The Justify My Love 12″ gives you a William Orbit remix, which flows a little more fluidly without losing the essential individuality of the track and, I know this is breaking 1537’s Third Law but, it is better than the original track. The B-side is the original version of ‘Justify My Love’ and a wearisome remix of ‘Express yourself’ by Shep Pettibone. The title track is excellent though.
Now memory played tricks on me here I associated Justify My Love with Madonna’s Sex book, but a little research shows there was two years between them. Now I like nude chicks as much as the next dude^, but that book … was such a, umm, bum move, here we have the biggest female icon on the planet and that’s all she can think of doing with that status, that power? faking a clinch with Vanilla Ice, leaning over a wall sans knickers, standing nude in the road? Ewww. Although back here in 2014 it all looks a bit tame compared to the various shenanigans of Rhianna and Cyrus.
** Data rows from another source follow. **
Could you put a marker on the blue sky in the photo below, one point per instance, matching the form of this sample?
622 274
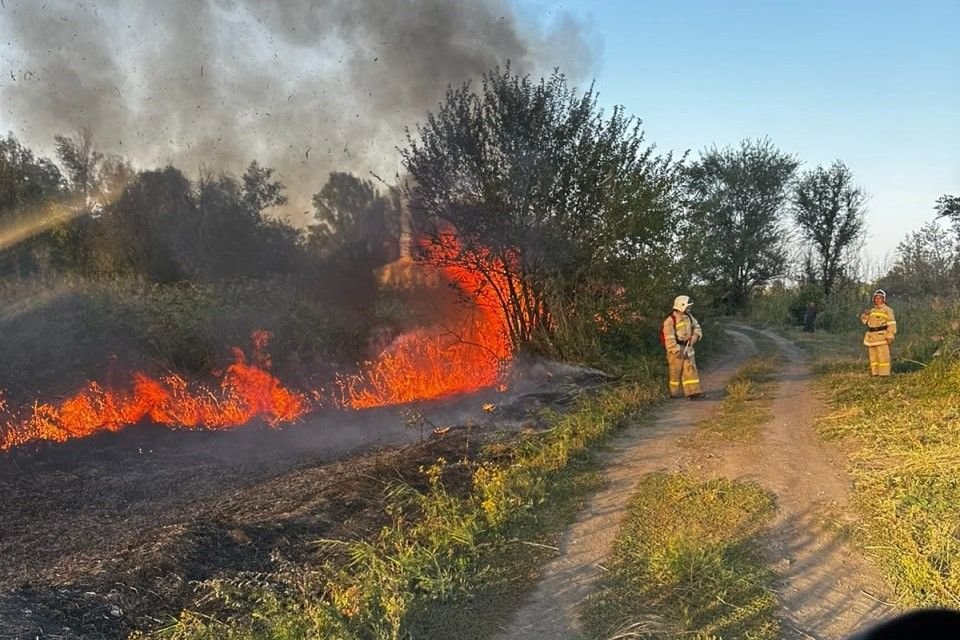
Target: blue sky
874 84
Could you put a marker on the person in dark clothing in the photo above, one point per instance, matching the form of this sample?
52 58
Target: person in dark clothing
810 317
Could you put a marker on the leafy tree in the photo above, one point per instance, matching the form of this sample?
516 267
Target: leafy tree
352 216
548 197
27 185
81 160
949 207
927 263
737 198
150 222
828 209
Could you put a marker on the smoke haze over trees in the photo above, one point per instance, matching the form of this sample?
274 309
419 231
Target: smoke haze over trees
307 87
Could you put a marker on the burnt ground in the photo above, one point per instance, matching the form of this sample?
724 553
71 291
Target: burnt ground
103 536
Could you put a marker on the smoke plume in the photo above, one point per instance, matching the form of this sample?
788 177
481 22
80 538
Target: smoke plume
305 86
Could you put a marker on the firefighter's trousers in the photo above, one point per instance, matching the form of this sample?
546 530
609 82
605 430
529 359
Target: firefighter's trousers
879 359
684 377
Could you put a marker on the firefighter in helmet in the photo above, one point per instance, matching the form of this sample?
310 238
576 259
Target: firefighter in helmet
680 331
881 330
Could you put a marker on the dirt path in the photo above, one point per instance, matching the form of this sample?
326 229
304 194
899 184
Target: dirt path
826 588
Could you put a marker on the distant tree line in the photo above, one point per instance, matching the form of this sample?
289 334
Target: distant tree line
570 217
160 225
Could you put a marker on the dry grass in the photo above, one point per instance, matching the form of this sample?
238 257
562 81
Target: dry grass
686 564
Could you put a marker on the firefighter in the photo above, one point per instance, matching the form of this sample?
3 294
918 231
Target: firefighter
881 330
680 331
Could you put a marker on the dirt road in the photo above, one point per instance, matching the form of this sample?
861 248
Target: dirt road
827 589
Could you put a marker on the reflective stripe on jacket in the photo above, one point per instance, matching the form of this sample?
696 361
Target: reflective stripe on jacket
679 328
881 325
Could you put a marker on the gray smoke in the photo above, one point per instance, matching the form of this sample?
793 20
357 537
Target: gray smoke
305 86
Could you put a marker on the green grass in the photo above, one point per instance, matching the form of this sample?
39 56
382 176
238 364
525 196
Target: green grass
902 436
746 405
686 563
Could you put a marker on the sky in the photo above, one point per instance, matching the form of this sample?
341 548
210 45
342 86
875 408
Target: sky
307 86
875 84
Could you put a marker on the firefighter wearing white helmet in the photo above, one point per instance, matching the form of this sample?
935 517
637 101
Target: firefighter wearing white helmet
680 331
881 330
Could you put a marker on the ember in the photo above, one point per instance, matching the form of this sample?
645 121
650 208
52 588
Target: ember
434 363
247 391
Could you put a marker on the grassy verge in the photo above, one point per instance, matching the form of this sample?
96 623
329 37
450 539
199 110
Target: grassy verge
746 405
454 553
902 435
686 564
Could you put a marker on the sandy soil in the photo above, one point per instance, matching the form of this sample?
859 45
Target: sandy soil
106 535
827 588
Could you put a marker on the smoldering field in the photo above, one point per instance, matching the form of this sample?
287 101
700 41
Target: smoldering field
104 535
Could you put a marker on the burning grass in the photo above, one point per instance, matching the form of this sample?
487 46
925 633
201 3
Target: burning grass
444 544
465 351
247 391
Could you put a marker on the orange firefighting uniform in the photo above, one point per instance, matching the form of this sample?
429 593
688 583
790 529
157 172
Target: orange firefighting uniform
881 329
678 329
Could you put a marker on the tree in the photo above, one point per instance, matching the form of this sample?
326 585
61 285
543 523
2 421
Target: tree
28 186
737 198
828 209
926 263
545 194
949 207
352 215
81 161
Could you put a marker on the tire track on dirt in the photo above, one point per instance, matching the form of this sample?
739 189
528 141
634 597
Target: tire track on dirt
826 588
550 612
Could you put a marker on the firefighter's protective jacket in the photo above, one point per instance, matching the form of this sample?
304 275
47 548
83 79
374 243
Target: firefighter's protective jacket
881 325
678 329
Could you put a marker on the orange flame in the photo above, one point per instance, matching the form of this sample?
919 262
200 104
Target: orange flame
442 361
247 391
421 365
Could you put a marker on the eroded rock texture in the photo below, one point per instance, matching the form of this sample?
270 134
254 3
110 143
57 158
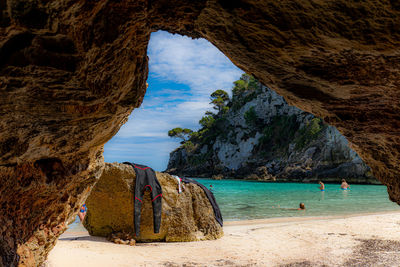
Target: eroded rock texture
72 71
188 216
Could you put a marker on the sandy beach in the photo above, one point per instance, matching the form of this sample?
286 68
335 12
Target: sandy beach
358 240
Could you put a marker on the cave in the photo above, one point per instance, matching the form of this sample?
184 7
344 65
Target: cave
71 72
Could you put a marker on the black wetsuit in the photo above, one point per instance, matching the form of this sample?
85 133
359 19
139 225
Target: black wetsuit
210 197
146 178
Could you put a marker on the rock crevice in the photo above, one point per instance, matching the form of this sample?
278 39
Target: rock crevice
336 59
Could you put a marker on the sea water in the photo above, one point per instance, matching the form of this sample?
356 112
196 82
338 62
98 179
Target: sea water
244 200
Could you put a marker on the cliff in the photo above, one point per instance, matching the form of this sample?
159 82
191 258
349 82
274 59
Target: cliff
262 137
71 72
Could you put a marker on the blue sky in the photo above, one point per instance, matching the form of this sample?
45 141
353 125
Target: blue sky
183 74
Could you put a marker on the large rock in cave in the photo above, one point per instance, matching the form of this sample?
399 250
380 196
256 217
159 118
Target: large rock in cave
72 71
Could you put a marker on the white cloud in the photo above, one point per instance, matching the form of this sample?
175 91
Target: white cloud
196 65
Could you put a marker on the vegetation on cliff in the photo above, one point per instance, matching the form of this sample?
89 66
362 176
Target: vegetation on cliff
276 136
255 133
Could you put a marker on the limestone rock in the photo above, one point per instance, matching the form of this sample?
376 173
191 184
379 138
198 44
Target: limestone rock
326 156
185 217
71 72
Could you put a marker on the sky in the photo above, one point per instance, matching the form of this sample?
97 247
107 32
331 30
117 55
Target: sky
183 72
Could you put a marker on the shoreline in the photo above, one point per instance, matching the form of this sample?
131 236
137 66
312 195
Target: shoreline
350 240
304 218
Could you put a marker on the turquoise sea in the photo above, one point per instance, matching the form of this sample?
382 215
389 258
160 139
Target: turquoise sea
244 200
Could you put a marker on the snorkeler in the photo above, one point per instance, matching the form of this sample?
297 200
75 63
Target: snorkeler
322 186
302 206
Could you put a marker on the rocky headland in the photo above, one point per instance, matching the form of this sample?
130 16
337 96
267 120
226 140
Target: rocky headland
71 72
187 216
262 137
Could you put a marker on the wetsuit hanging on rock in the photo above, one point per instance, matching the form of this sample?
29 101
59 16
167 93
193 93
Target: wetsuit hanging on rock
210 197
146 179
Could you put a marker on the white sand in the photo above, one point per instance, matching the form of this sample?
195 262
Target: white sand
331 241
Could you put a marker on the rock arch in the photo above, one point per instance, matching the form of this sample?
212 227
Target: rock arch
72 71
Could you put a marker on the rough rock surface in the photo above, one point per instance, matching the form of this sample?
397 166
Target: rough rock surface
72 71
295 155
188 216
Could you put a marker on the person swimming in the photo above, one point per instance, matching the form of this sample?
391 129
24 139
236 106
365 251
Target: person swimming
344 185
322 186
302 206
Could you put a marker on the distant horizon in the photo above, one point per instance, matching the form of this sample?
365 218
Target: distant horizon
183 72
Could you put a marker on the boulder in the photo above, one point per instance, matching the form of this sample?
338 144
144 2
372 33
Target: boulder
188 216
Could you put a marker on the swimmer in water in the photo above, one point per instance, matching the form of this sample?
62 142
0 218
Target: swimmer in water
322 186
344 185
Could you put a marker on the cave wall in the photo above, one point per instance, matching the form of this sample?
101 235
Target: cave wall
71 72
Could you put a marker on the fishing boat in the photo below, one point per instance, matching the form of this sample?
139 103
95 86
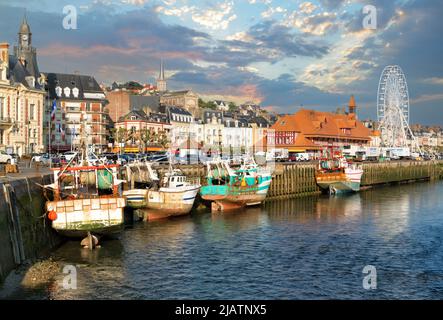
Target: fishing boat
336 175
87 201
173 195
229 189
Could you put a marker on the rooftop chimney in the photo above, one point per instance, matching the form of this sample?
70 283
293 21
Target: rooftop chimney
352 105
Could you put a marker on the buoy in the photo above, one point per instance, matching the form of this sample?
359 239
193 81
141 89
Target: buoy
52 215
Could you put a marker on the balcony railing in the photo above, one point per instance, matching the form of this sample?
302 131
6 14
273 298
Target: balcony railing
5 120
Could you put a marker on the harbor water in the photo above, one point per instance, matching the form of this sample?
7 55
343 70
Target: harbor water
304 248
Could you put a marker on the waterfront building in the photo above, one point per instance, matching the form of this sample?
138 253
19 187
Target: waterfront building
79 100
180 120
21 96
221 105
260 127
121 102
237 135
186 99
310 131
214 128
141 131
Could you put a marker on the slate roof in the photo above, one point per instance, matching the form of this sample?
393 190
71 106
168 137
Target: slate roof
140 102
84 83
140 115
18 74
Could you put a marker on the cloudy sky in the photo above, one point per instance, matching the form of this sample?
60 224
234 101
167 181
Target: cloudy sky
282 54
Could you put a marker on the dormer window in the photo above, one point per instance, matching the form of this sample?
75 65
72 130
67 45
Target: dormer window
58 91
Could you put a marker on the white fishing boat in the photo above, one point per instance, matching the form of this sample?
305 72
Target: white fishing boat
173 195
86 201
336 175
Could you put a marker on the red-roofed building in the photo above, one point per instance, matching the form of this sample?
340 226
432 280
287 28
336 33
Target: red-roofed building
310 131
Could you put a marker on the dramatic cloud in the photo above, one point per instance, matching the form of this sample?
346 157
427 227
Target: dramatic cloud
283 54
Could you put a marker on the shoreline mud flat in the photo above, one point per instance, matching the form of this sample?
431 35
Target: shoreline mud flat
34 275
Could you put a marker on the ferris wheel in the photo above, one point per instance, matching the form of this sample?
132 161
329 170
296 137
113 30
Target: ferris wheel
393 109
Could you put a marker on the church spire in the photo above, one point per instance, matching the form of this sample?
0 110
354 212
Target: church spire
162 71
161 81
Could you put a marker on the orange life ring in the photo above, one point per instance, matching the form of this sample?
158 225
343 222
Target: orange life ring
52 215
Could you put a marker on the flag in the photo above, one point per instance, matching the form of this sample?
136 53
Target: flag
54 108
62 132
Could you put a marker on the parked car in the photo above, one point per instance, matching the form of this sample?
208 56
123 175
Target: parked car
5 158
109 157
15 156
36 157
160 157
52 159
69 155
188 159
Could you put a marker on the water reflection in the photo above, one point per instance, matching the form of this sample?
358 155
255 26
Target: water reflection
313 247
308 209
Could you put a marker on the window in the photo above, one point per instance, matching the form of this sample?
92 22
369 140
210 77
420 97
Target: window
1 108
31 111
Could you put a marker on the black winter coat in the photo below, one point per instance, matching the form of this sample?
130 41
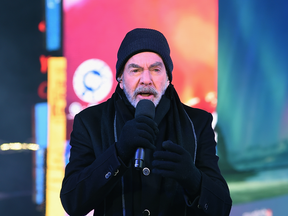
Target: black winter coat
95 178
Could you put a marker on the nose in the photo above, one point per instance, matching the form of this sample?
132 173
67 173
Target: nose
146 78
Luckily Wat Tyler were on hand to save us. Riding in, borne aloft on the wings of (1537 faves) Damaged Goods records label they released The Sexless EP which contained the awesome ‘Justify My Book’ which says all that needs to be said on the subject (see Spotify below, non-Canadians). Now a picture, they say, tells a thousand words personally I think the ones on the picture disc must double that, at least. Add in the terrific track ‘It Makes Me Belch’ and you have the perfect mix of brilliance, punk, sharpness, hilarity and abject childishness that, excuse me Madonna, tickles my G-Spot. Wat Tyler – a thousand times sexier than Madonna, remember: you read it here first.
P.S – have included their AWESOME Christmas track on here too: Satan’s Power!!
*this mostly seemed to be about a tired woman wandering down a corridor; look it takes all sorts I know, but if that gets you off just walk into your nearest office building I guarantee there’ll be loads of them in there – you sick little puppy!
**I have scanned the lyrics looking for clues to this concern, in vain. Was there a spate of celebrity boob thefts around that time? Any guesses?
^possibly more, on account of my being such a mean stud muffin.